46. Beauty Worth Praising

From Chicken Soup for the Soul: Find Your Inner Strength

Beauty Worth Praising

I learned there is a blessing sent from God in every burden of sorrow.

~Sherrie A. Hundley

My husband played professional football in the NFL for eleven years. It was an industry that made it easy to be consumed with tanning, mani/pedis, gyms and spa treatments, just to mention a few. Glamorous girlfriends and wives consistently raised the standard of beauty.

Early in my husband’s career we were involved in a freak kitchen accident resulting in third degree burns from the hot oil in a fondue pot. I sustained the greatest trauma, so the doctors life-flighted me to a burn unit. After a month-long stay, a few surgeries, and four skin grafts, I went home. Forty percent of the front of my body, including my face, was burned. The doctor prescribed compression garments for me to wear from my toes to upper abdomen for a full year.

My confidence was challenged by the new normal I faced. I grew up playing sports and always took care of my body, but this time I was not able to work off my scars in the gym. Make-up made me feel like a clown. Our tragedy stripped me of the beauty that made me feel accepted, normal, and worthy. I had to grieve my old looks to make way for a new confidence that was not dependent on my appearance.

Wearing my compression garments for a year had its challenges because we lived in hot, sunny Florida at the time. My new wardrobe consisted of long sleeves, pants, socks, closed-toe shoes, and a hat. Not only did I have to forego fashionable clothing, but the sun I once loved became unbearable for my tender skin. I would sweat rather than expose my unattractive compression garments.

For many reasons, it was a trying, difficult time in my life. Getting out of bed was just plain hard. I had a sweet friend who would meet me at a nearby gym every day, and we would work out or take a boot camp class to stay in shape. When I woke up each morning, I immediately put on my running shoes. My actions told my brain, “I will follow through with what I know is good for me today.” This simple act of putting on my shoes got me out of bed and on the right track.

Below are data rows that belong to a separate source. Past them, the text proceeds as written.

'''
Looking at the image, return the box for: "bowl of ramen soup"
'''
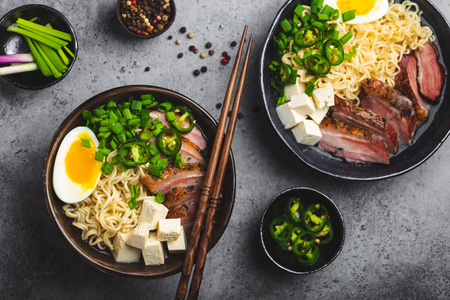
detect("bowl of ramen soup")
[43,85,236,278]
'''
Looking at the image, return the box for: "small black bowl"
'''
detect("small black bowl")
[116,0,176,39]
[0,4,78,89]
[260,187,345,274]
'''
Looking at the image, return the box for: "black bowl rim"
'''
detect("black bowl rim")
[42,85,237,278]
[115,0,176,39]
[259,0,450,181]
[0,4,79,90]
[260,187,345,275]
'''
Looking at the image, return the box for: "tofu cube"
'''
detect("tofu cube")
[284,78,306,100]
[140,199,168,230]
[312,85,334,109]
[167,226,187,254]
[127,222,151,249]
[111,231,141,263]
[157,218,181,241]
[142,232,165,266]
[290,93,316,115]
[291,120,323,145]
[308,106,329,124]
[276,102,306,129]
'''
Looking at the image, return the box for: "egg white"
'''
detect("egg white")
[323,0,389,24]
[53,126,101,203]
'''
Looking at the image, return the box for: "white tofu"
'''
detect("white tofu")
[140,199,168,230]
[142,232,165,266]
[276,102,306,130]
[290,93,316,115]
[308,106,329,124]
[284,78,306,100]
[312,85,334,109]
[111,231,141,263]
[167,226,187,254]
[157,218,181,241]
[291,119,323,145]
[127,222,151,249]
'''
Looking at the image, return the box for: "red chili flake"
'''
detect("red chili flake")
[136,29,142,34]
[131,0,136,5]
[222,51,228,57]
[221,58,229,65]
[146,27,151,33]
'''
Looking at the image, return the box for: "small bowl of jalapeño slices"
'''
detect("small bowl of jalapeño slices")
[260,187,345,274]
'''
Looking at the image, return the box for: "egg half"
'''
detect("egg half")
[53,126,102,203]
[323,0,389,24]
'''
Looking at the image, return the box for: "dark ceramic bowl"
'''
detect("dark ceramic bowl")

My confidence was severely shaken but over time my faith helped me find the strength to develop a new confidence based on my inner beauty, not on my outward appearance. “I am a burn victim” became “I am a dearly loved child of God” (Colossians 3:12). When I became confused and leaned toward unbelief, God’s word reminded me, “I have the mind of Christ” (1 Corinthians 2:16). I chose what to set my thoughts on and which thoughts I believed. When I felt alone, God whispered, “I am with you” (Joshua 1:5). When my physical reality screamed louder than God’s eternity, the “God of all comfort” would break through my isolation and comfort me (2 Corinthians 1:3-4).

I cried out to God, and He answered. Joy filled one day, and discouragement the next. God continued to teach me, love me, and encourage me. My circumstances wanted to define me, but God gave me a new identity. My desires morphed into the desires of God’s heart. My thoughts centered on Him rather than on myself. Instead of allowing my past to push fear into my mind, I chose to focus on what God had to say about me. God’s word directed my thoughts and focused my mind.

As I focused my thoughts on God’s truth and sought His hand in my every day, God created a new heart in me. My heart began to love deeper and trust more easily. My confidence was in Him alone, and He became my strength, allowing me to love others.

It took time for the compression garments to smooth out my scars, and it took time for me to learn how to capture my thoughts and replace them with God’s truth, but it was worth it. A stubborn joy grew inside of me, proclaiming that God will use everything for His good. Charm is deceptive, and beauty is fleeting; but a woman who fears the Lord is to be praised (Proverbs 31:30).

I would not wish for anyone to be burned. But on this side of my healing, I am grateful for the spiritual muscle I developed because of my burns. My old confidence that had been based on my looks faded, replaced with my new confidence based on who I am and what I believe. My new reality brought new freedom because I chose daily to surrender it to God. It was a tough process not performed perfectly, but God used my baby steps of obedience to create a confident heart in me. My appearance in no way affected my husband’s success on the football field. A trip to the Pro Bowl and Super Bowl rewarded my husband’s hard work, but gaining inner strength remained our greatest reward.